The Karl Hendricks Rock Band releases The World Says | Music | Pittsburgh | Pittsburgh City Paper

The Karl Hendricks Rock Band releases The World Says

The Karl Hendricks Rock Band
The World Says
Surplus Anxiety Records

It's been about four years since Merge Records released The Karl Hendricks Trio's The Jerks Win Again, and a full 15 since the band's debut, Buick Elecktra. Now Karl's back with The World Says, whether the local music-scene vet likes it or not. "If you've ever tried to disappear, then you'll know what I mean," he sings on the title track. "You keep insisting you're invisible / the world says you're seen."

This latest outing is a local release, on Surplus Anxiety Records, with album art by Mike Budai. Hendricks' expanded "Rock Band" lineup features Jake Leger on drums, Corey Layman on bass, and local guitar anti-hero Alexei Plotnicov (Midnite Snake).

Rock band, indeed. Over the lurching rhythm section, Plotnicov's and Hendricks' interlocking guitars range from plinky and sparse to roaring, Crazy Horse-esque workouts, especially on the epic, nearly 12-minute closer, "California in October." For much of The World Says, Hendricks and Co. kick out the jams in the grand style of Dinosaur Jr.'s SST releases, though with less saturated fat -- the jazz-inflected riffs are "Little Fury Things" rather than a "Sludgefeast."

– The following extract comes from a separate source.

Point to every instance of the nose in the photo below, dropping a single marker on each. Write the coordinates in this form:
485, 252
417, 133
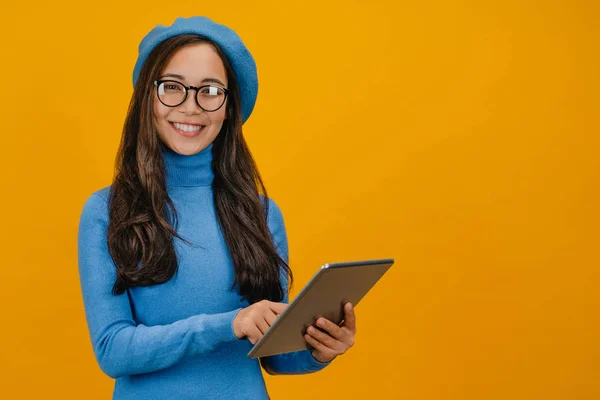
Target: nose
189, 106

But it's not 1987 anymore. It's not even 1991, when Hendricks kicked off the first edition of the band. And evidences of this passage of an era don't escape Hendricks' critical, sardonic turns of phrase. There's "The Last Uncompromising Hardcore Band," the death of which the narrator watches on TV; "Irony Fails Me" nails the moment when a person's interaction with the world stops being so much a sport as it is, um, real life.

But like the opening song declares, "I'm not crying, Karl."